But she encouraged me, “Follow the words. You’ll hear it in your

head.” I tried and tried. I did it and I was beyond thrilled. The

voice in my head could follow the words and I understood it. We

laughed together.

My college years were the best time of

my life. Leaving the reservation for college was difficult, but I got

through it with the help of friends. I had to learn to survive off

the reservation because I was thrust into an environment where no one

looked like me, nor did I understand their worldview. It was my

education that helped me reconcile places that didn’t make sense

and I learned a new way of thinking. I learned to be a critical

thinker. I learned to be able to look at a variety of possibilities

then make my best judgment based on the facts.

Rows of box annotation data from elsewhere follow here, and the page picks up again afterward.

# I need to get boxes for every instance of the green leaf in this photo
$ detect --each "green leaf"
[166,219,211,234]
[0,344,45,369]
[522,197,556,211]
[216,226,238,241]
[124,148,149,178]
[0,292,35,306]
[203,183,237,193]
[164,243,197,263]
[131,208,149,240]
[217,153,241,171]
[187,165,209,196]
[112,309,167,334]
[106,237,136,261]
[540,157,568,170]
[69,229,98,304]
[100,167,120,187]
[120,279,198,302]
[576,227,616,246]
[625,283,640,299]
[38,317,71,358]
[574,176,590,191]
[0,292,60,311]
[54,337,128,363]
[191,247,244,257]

When I graduated with my Master’s

degree in Social Work, my mother made the long, eight-hour trip from

the Rez to come to my graduation. She put on a dress and she looked

fancy. My mother was the lone scream I heard when my name was read to

walk across the stage to get my diploma. I knew at that moment, it

was her who got me this far. It was my mother who urged me. It was

she who encouraged me. When doubt came along and got a hold of me,

she’d chase it off. When I heard her scream across that large

auditorium, I knew, this moment was very much hers. I was her only

child to pursue this level of higher education. She screamed with

pride. It was her victory.

I know that school is not a place of

salvation for some people in our community. It is the place of

trauma. It left bad memories for some of our people because the

effects of the boarding school era are still felt in parts of our

community. We have elders in our community who dare not tell those

stories of what they experienced, yet they pass on that trauma.

Our educational system is failing

Native people. Graduation rates for Native kids in our local school

district are horrible. The testing scores for our Native students are

horrible. The dropout rates for Native kids are horrible.

I was amazed, then saddened, to learn

the level of poverty our kids experience. In addition, the homeless

rates that many of them are experiencing are horrible.

It’s frustrating when people in our

educational system make assumptions that Native parents don’t care

about our kids education because we don’t show up to meetings. Many

of the parents I know are working a few jobs to make ends meet. Some

parents are dealing with their own issues and are doing the best they

can for their kids, but because we don’t show up for an evening

meeting then we are considered negligent. As if being poor was a

moral failure.

Being poor is a societal problem.

I am encouraged by Native educators and

Native professionals who are creating a crossroad for our children to

fully integrate themselves in our educational institutions. They

bring Native teachings into the classroom and they bring Native

ideas. They fully appreciate our children for who they are and they

understand the history of schools for us is a difficult one. They

remind the educational system that our children are much more than a


School has been my salvation. It is the

place that I am able to discover. It is the place that I reconcile

ideas. It is the place that I explore possibilities. What I’ve come

to know, my education is something that no one can ever take away

from me. Back to school: it’s an incredible time.